The somatic, neuropathic, and bilateral nature of her pain, in addition to her significant emotional distress, led to the interdisciplinary decision to pursue cingulotomy over other more invasive neurosurgical interventions, as previously described. Post-operatively, the patient's pain was reduced, as evidenced by decrease in her numerical pain ratings (Fig. 1) and reduction in her overall analgesic usage (Table 1). In addition, the patient subjectively was more alert and interactive with family members and providers. Both patient and family members noted pain improvement to such a degree that they felt comfortable with initiating plans to pursue the patient's original goal of discharging home with hospice. Her aspiration event and subsequent decline on post-operative day 5 unfortunately prevented this.

A limitation of this report includes the inability to evaluate the long-term effects of cingulotomy on our patient's pain control, given her death shortly after the procedure. Prior studies, which have reviewed post-cingulotomy pain relief in cancer patients, have shown continued pain relief for the majority of patients (>50%) at 3-, 6-, and 12-month follow-up. ¹¹ Nevertheless, our patient derived significant benefit from cingulotomy as it palliated her intractable cancer-related pain to an extent that she was comfortable discharging home with hospice and allowed her to be awake and without significant pain, while interacting with her loved ones before her death.
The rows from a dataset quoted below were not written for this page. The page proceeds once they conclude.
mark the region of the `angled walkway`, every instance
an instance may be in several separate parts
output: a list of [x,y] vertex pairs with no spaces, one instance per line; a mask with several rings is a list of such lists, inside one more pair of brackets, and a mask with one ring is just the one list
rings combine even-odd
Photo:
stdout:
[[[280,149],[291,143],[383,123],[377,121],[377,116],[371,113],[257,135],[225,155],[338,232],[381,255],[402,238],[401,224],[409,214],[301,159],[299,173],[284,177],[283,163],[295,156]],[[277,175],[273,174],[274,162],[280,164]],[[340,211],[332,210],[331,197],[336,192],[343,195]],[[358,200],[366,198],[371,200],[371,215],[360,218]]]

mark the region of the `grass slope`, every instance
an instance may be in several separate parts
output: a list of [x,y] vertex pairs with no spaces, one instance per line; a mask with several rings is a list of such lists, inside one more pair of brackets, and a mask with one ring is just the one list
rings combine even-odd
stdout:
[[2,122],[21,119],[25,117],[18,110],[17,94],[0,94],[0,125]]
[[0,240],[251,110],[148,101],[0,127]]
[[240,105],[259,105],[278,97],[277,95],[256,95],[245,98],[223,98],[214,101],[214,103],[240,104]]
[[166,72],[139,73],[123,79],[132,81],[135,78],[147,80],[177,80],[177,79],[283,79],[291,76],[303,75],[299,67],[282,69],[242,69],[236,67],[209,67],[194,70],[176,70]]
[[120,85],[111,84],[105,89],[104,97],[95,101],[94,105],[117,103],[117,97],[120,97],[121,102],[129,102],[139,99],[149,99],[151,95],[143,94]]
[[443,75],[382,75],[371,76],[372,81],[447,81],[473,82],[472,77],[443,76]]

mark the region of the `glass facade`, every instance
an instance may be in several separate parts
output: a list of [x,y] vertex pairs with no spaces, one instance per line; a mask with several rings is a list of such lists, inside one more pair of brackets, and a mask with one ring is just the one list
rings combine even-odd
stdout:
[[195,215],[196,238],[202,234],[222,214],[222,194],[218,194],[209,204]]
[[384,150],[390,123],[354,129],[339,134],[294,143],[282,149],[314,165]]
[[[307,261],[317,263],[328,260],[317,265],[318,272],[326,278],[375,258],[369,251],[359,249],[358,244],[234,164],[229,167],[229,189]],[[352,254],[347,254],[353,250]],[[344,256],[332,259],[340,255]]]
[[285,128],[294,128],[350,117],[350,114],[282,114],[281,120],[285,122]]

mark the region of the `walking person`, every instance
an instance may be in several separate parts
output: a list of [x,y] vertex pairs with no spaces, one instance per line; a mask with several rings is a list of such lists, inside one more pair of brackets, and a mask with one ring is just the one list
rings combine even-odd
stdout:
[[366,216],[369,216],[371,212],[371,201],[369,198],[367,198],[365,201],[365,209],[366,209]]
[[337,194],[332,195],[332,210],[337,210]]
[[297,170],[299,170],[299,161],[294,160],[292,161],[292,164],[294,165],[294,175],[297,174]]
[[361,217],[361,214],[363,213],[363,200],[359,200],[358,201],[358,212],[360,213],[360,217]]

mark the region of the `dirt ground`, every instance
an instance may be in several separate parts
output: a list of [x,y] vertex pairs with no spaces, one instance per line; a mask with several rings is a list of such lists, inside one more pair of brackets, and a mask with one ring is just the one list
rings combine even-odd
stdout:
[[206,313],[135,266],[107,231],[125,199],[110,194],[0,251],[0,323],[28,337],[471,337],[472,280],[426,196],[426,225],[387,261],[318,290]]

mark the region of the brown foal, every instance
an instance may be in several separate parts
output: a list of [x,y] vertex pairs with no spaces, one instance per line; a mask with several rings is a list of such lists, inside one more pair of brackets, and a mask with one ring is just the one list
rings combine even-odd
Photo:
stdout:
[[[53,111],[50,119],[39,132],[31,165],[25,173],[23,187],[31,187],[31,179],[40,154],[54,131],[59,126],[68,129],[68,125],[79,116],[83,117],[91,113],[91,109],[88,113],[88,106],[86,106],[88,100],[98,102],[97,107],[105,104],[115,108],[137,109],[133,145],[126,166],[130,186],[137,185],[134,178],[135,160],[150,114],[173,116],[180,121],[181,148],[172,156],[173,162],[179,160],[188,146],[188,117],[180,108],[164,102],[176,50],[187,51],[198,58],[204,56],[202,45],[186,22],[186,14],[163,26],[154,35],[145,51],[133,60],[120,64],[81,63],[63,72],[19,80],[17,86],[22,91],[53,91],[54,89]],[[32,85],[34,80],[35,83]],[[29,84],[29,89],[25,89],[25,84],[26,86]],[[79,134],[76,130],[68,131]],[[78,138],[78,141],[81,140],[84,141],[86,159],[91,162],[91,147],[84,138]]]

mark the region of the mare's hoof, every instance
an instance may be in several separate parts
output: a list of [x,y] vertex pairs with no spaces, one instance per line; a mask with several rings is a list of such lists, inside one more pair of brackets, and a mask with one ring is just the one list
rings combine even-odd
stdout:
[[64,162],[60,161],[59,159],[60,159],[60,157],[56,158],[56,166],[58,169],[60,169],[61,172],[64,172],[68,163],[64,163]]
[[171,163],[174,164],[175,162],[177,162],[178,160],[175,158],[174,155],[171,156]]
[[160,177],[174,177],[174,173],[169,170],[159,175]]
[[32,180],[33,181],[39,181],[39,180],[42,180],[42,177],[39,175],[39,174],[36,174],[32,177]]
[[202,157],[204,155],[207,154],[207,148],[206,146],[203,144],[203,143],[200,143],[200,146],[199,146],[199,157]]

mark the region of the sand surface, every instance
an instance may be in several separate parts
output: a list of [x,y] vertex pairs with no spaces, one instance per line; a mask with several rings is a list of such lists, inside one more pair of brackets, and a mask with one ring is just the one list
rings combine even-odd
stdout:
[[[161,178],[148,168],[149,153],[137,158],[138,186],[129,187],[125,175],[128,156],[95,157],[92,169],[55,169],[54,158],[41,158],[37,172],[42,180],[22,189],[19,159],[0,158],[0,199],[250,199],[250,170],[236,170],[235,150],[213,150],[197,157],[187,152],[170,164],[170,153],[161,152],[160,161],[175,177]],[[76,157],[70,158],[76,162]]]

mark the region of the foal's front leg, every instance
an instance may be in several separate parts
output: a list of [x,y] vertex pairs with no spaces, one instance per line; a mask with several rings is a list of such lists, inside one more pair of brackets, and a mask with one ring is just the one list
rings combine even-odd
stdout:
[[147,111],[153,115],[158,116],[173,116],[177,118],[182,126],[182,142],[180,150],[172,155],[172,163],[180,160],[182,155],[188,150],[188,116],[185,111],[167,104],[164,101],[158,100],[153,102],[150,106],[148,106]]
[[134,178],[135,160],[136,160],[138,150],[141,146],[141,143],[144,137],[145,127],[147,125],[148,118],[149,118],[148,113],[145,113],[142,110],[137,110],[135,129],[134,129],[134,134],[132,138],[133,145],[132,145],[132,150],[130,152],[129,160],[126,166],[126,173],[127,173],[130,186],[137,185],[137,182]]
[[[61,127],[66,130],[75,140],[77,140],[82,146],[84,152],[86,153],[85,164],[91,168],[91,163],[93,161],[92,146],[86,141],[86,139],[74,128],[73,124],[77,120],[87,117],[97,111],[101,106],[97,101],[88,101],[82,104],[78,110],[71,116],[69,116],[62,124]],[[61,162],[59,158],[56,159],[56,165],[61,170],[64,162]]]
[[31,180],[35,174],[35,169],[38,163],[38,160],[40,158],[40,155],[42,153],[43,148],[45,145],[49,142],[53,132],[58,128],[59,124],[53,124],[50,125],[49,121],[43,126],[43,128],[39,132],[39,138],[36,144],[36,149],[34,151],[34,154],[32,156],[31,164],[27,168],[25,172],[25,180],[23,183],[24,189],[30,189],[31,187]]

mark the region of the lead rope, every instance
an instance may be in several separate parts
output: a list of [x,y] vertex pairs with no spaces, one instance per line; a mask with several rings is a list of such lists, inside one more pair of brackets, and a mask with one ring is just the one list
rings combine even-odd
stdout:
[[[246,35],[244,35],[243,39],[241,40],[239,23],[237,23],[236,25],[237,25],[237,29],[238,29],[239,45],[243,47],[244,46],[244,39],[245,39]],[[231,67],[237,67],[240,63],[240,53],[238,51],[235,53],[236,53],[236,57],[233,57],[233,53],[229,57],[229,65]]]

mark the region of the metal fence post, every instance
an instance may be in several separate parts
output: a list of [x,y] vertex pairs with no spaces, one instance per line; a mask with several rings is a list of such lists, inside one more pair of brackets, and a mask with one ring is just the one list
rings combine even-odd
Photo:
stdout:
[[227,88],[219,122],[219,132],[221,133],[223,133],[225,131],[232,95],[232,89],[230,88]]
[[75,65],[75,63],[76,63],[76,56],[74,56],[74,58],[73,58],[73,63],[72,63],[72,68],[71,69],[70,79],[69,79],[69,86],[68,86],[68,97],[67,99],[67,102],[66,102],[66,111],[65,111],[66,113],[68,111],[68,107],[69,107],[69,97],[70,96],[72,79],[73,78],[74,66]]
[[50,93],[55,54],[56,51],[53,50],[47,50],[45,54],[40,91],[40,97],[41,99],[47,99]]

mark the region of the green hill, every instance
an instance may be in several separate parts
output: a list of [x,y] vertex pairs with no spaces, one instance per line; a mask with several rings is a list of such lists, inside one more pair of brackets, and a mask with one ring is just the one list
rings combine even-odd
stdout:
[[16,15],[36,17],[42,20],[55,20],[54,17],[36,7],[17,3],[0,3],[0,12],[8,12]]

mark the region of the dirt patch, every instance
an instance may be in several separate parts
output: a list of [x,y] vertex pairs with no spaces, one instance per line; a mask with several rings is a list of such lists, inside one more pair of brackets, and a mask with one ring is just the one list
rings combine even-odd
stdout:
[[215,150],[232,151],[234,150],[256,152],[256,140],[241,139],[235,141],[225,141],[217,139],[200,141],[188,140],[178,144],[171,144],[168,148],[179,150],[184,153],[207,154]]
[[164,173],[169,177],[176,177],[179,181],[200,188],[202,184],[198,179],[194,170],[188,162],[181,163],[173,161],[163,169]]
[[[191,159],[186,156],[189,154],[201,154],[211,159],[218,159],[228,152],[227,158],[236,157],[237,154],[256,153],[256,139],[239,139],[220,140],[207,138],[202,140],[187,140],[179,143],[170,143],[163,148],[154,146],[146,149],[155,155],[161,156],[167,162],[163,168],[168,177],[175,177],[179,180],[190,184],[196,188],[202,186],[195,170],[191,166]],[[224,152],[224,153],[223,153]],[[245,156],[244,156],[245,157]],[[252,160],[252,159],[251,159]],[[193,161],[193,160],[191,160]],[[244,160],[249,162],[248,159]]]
These benefits were of significant value to both the patient and her family, as evidenced by her mother stating the surgery was “worth it,” even with the knowledge of her impending death. An additional limitation of this report is the inability to delineate the effect of cingulotomy on the patient's performance status. While her decline and subsequent death occurred within a week of her operation, it is believed her aspiration event and decline were due to continued progression of her malignancy causing a colonic stricture and subsequent small bowel obstruction, as evidenced on imaging. However, it cannot be definitively stated that the patient's performance status was not affected by her operation. Another limitation includes variability in surgical technique and site/size of ablation, which may hinder reproducibility of cingulotomy results.

This case report contributes to the growing body of literature regarding palliative cingulotomy and serves to highlight and remind providers that cingulotomy remains a treatment option to consider for those patients with limited prognosis suffering from intractable diffuse somatic and neuropathic cancer-related pain refractory to more traditional pharmacotherapy and invasive techniques. Interdisciplinary collaboration is critical to ensure appropriate patient selection and effective use of cingulotomy as a pain palliation technique for intractable cancer-related pain.